Published: 21 February 2012
By Aidan White
The latest stunt by Dutch right-wing populist Gert Wilders has sparked a new row over hate-speech in Europe and exposed a weakness bordering upon cowardice in government of the Netherlands. The anti-migrant Freedom Party (PVV) led by Wilders has launched a web-site inviting people to “shop a migrant” by lodging complaints over people from East Europe in the country.
The European Union immediately condemned the site as a platform for intolerance. It asks people to enter their personal details anonymously and then to identify the problems – such as drunkenness, double parking and noise pollution – that they have with migrants.
The European Parliament has responded with a call for a debate in March over the site which many say is incitement to race hatred and ambassadors from 10 countries have urged the Dutch government to take action.
But worryingly there is no condemnation in Dutch government circles where the Prime Minister Mark Rutte has refused to comment saying last week that the work of individual political parties is not his business.
This feeble response is a fresh example of how some mainstream politicians in Europe are increasingly nervous about standing up to racist parties, particularly when they rely on their votes in parliament in support of unpopular austerity measures.
Shortly Rutte will be attempting to win parliamentary backing for 24bn Euro (£20bn; $32bn) worth of budget cuts and he will rely on Wilders' support to get the measures through.
The media-savvy Wilders is a master of manipulation of legal and political opportunities to spread his hate messages to the embarrassment of more democratic and traditional parties. Last year, he was acquitted over hate speech in a case over the controversial anti-Islam movie Fitna, which compared Islam to fascism and called for a ban of the Koran.
Like all populist players on the extreme right he taps into community uncertainty in hard times by blaming migrants, often the most vulnerable groups in society, for economic and social decline. But in the Netherlands as elsewhere the statistics don’t stack up for the racists who seek to make migrants scapegoats for unemployment and social problems.
Wilders helps drive negative media coverage of migrants and particularly those from Poland, the largest community in the migrant labour market, even though figures show that far from stealing jobs, they are the people who do the work that local people don’t want.

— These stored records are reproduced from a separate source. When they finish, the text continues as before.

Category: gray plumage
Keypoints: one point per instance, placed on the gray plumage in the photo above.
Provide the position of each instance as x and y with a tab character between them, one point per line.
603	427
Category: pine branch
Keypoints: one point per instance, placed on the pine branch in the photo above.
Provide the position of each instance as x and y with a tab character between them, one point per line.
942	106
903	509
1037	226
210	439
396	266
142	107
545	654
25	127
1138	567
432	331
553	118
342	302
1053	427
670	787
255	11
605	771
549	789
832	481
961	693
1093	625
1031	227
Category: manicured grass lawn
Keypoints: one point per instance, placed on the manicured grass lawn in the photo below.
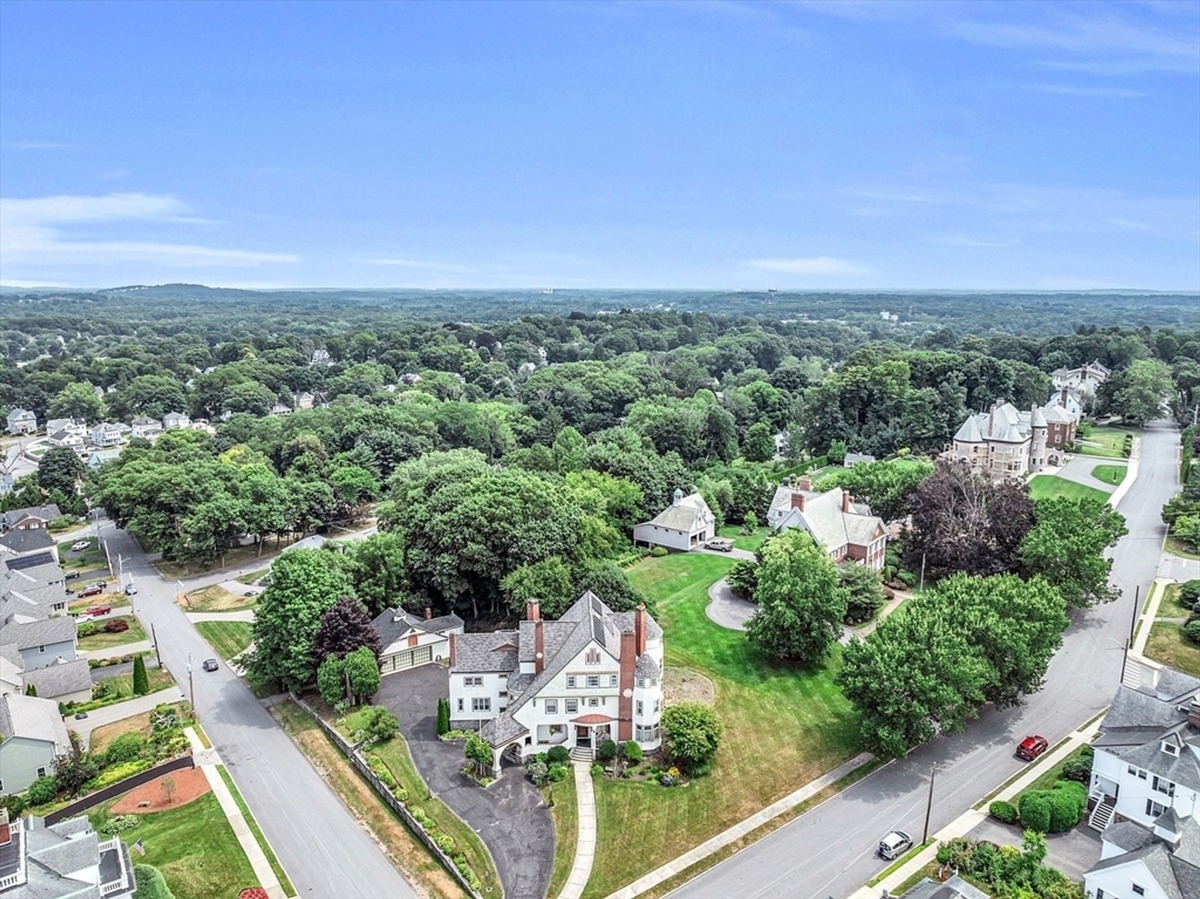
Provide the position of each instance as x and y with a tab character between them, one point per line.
400	762
400	845
1043	486
229	639
1177	547
1168	645
103	640
216	598
1109	474
288	889
193	846
565	813
1107	442
750	543
813	730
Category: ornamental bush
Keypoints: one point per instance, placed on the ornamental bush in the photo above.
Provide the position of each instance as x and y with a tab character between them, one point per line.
1035	810
1003	811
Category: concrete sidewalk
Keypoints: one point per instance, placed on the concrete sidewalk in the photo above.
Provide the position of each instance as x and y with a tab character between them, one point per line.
208	760
586	841
120	711
970	819
739	829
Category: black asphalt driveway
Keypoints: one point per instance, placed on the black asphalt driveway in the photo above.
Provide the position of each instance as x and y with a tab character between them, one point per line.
509	815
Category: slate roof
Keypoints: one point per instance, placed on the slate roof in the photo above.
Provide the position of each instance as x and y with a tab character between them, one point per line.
13	517
688	514
22	540
33	717
825	520
496	652
394	623
59	679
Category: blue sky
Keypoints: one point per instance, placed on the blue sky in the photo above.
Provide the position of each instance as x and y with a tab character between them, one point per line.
660	145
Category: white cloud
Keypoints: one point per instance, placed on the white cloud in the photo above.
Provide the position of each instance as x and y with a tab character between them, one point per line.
35	235
810	265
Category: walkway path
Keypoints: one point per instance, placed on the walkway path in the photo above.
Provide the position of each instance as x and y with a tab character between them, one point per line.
586	841
120	711
738	831
208	760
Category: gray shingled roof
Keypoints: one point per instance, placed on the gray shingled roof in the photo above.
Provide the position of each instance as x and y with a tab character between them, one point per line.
59	679
27	540
496	652
30	634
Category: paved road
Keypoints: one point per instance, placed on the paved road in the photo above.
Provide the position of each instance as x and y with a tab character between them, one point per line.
325	852
829	851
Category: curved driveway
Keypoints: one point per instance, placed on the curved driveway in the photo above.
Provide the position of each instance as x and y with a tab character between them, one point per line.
831	850
327	853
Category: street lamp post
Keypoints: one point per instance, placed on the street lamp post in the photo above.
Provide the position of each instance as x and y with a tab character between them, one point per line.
929	805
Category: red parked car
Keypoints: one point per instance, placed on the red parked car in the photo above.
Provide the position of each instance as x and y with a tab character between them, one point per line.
1032	747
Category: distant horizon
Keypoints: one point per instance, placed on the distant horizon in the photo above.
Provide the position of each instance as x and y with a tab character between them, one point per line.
261	288
939	144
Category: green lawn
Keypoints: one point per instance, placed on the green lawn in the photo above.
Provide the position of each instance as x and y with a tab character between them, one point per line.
1109	474
813	730
193	846
750	543
103	640
1168	645
565	813
288	889
229	639
1043	486
400	762
1107	442
216	598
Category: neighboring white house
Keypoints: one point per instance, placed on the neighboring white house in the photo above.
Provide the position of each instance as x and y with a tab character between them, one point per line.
106	433
593	675
409	641
64	437
63	861
847	531
145	427
31	736
1146	786
1084	379
684	525
22	421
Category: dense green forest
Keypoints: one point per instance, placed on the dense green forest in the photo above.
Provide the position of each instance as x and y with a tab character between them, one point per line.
521	436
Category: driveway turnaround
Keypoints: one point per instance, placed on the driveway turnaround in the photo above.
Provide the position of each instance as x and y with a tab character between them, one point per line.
509	815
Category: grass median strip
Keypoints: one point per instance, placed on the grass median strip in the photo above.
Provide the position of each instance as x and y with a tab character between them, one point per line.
258	833
405	850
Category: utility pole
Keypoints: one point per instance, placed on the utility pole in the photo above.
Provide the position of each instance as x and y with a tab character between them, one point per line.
1137	609
929	805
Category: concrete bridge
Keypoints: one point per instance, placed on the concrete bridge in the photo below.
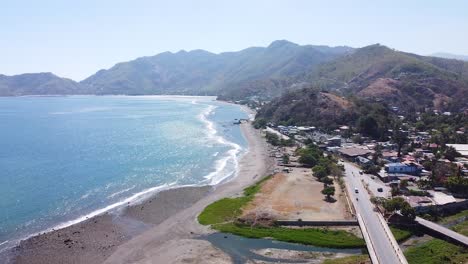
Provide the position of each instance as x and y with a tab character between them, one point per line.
443	231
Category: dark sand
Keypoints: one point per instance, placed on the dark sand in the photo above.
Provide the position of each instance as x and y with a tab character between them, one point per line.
162	229
93	240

Business leaders in the Netherlands say the government should take a hard line against the site warning that it can damage trade and economic relations with East European countries which are vital to the Dutch economy. The head of the Netherlands Confederation of Industry and Employers says the government should speak out and with more than 3,000 complaints already registered against the web-site there is powerful evidence that such a move would win public support.